AI-generated music has taken off in the last few years, but it doesn’t get as much attention as other parts of the AI ecosystem. That’s due, in part, to the fact that AI music can fly under the radar. With the right context and prompting, an AI track can sound like generic, over-produced music created by humans. According to Deezer, its users have a hard time differentiating AI tunes from the real deal. Listeners taking a Deezer survey listened to three songs, two of which were AI. A whopping 97 percent were unable to tell the difference between the AI songs and the one made by a human, the company reports.
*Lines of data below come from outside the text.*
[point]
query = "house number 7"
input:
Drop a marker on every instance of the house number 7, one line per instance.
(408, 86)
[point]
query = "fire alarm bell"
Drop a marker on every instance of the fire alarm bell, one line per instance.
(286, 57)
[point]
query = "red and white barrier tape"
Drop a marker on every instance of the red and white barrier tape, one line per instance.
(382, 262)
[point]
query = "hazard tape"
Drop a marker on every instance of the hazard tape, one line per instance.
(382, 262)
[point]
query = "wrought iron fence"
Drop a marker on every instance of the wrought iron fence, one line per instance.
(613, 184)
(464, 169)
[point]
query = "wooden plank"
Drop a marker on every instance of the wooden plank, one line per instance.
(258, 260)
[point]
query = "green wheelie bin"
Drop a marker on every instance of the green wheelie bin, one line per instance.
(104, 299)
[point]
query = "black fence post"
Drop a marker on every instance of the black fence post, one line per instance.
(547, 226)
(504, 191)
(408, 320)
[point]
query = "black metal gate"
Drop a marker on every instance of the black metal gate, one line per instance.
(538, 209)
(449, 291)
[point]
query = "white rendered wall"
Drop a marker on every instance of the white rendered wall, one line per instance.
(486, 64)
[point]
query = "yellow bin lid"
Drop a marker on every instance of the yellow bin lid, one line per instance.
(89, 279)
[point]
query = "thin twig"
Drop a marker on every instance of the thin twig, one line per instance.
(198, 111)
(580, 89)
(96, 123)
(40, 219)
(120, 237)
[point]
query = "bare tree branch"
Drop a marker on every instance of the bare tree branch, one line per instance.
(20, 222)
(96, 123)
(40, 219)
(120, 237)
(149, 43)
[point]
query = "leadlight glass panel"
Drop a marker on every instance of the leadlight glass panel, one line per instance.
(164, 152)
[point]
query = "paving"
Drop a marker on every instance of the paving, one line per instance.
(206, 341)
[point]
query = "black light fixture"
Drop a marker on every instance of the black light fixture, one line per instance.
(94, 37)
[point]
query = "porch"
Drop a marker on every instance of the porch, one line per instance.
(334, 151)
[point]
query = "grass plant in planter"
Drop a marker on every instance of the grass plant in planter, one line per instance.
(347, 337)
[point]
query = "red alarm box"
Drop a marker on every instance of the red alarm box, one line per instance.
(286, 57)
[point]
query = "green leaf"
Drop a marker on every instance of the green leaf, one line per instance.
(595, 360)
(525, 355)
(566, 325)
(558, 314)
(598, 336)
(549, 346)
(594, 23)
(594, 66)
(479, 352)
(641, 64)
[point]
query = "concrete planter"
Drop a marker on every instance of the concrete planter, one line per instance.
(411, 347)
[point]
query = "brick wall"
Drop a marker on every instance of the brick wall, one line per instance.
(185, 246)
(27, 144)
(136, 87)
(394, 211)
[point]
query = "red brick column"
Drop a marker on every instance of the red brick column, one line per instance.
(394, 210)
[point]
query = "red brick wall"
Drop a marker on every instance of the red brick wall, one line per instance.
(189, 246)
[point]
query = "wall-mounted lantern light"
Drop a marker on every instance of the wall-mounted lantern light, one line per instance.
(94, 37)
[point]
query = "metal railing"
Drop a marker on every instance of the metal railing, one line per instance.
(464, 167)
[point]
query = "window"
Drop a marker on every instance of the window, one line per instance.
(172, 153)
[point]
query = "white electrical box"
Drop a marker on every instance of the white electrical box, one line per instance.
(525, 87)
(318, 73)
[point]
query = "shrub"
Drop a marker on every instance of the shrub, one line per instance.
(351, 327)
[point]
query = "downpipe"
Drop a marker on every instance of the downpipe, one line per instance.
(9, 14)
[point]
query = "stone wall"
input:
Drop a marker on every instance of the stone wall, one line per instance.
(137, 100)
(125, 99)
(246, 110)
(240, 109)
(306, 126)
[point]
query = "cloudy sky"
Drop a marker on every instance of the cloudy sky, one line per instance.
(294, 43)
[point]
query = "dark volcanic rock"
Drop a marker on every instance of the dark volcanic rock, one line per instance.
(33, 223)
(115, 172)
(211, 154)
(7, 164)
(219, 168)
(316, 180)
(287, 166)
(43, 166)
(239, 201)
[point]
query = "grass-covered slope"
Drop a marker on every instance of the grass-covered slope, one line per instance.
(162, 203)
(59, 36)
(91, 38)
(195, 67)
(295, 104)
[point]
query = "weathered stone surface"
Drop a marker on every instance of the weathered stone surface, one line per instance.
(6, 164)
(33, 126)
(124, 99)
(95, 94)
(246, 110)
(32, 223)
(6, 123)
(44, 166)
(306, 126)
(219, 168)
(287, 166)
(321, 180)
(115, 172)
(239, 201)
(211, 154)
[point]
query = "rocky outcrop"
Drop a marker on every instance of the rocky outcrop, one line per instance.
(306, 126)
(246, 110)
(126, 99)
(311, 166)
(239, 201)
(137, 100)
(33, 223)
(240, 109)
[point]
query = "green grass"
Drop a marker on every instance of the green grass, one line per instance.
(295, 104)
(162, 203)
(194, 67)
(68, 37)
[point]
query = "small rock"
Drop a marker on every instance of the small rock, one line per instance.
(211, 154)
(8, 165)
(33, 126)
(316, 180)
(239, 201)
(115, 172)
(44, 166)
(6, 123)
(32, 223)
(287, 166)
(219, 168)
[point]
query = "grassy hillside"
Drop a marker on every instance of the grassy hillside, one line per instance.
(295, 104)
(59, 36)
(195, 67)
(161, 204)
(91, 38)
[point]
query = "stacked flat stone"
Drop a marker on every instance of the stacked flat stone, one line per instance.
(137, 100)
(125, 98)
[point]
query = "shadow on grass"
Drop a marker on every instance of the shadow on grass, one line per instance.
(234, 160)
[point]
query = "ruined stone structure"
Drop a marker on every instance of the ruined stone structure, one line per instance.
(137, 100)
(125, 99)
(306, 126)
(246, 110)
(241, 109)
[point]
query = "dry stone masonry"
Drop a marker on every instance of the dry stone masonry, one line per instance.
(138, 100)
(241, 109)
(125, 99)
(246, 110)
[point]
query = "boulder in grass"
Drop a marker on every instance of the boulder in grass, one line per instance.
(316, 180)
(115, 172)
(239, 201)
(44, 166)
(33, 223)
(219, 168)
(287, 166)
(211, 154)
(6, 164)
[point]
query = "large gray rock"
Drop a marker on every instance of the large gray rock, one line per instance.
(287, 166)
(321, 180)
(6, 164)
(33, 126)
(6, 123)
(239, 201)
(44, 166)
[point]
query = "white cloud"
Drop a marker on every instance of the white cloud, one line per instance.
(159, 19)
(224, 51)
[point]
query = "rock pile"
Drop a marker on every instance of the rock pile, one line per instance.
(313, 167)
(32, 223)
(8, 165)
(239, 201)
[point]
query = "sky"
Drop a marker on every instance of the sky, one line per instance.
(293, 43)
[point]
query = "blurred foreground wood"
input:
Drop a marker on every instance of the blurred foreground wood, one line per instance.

Deezer says it has developed technology to detect AI uploads, and it’s one of the few streamers to explicitly label such content. As generative audio models have proliferated, the rate of AI uploads to Deezer has reached a staggering 44 percent—that’s 75,000 new AI tracks on Deezer every single day. Deezer licenses this technology to third parties, which it claims has a false positive rate of less than 0.01 percent.
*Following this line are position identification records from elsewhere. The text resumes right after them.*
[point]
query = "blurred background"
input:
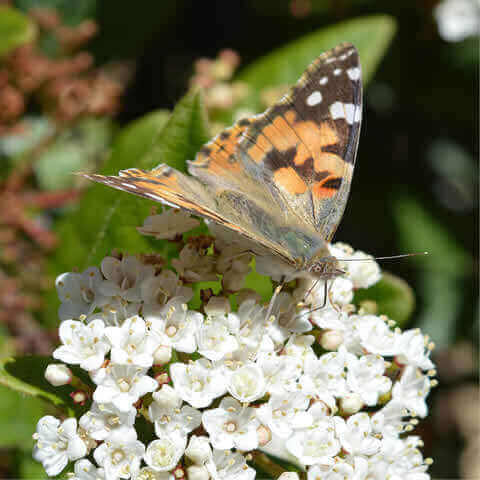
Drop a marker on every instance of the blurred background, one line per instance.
(73, 74)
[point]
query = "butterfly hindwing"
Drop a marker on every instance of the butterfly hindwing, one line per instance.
(280, 179)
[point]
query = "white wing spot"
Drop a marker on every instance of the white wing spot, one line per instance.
(314, 98)
(353, 73)
(358, 114)
(350, 112)
(336, 110)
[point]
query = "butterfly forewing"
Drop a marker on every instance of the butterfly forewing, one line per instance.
(280, 179)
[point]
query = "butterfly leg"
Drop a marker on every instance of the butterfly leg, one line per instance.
(277, 290)
(326, 290)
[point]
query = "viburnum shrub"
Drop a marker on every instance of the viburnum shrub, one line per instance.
(185, 382)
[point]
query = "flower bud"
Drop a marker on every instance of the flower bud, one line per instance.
(58, 374)
(217, 306)
(79, 397)
(197, 472)
(351, 404)
(331, 339)
(264, 435)
(198, 450)
(162, 355)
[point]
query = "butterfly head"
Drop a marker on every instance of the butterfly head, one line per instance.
(324, 267)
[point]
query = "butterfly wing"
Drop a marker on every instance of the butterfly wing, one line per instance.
(304, 147)
(171, 187)
(280, 179)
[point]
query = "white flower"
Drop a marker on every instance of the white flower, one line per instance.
(198, 383)
(326, 375)
(287, 319)
(167, 413)
(174, 325)
(199, 450)
(389, 420)
(375, 335)
(156, 291)
(227, 465)
(315, 445)
(216, 335)
(168, 224)
(247, 383)
(79, 293)
(365, 377)
(280, 371)
(342, 470)
(123, 277)
(130, 344)
(58, 374)
(457, 19)
(122, 385)
(234, 265)
(411, 390)
(86, 470)
(106, 422)
(412, 351)
(115, 312)
(285, 413)
(83, 345)
(399, 459)
(57, 444)
(163, 454)
(231, 425)
(119, 460)
(148, 473)
(194, 266)
(355, 434)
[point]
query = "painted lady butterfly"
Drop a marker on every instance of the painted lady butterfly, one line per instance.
(280, 179)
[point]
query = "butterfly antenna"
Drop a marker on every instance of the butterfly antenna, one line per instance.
(403, 255)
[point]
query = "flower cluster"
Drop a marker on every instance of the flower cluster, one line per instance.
(211, 392)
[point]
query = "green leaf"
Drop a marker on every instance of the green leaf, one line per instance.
(393, 297)
(106, 218)
(15, 29)
(419, 231)
(71, 13)
(442, 272)
(25, 375)
(78, 148)
(17, 429)
(371, 35)
(183, 135)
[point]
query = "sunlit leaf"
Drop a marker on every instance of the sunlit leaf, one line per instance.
(371, 35)
(25, 375)
(17, 428)
(15, 29)
(392, 295)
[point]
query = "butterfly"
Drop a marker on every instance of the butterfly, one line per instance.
(280, 179)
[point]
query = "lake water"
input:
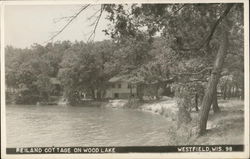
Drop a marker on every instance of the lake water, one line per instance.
(31, 125)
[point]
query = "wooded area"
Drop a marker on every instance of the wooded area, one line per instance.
(198, 49)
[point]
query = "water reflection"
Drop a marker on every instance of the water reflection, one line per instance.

Still, listeners shouldn’t encounter AI music organically on Deezer because the site won’t include AI-flagged tracks in suggestions or editorial playlists. As a result, AI music streams account for a small share of Deezer usage, hovering around 1–3 percent. The company says the primary purpose of uploading all this AI music is fraudulent. Deezer only pays for streams when a person listens to them, so it’s demonetizing about 85 percent of AI music streams.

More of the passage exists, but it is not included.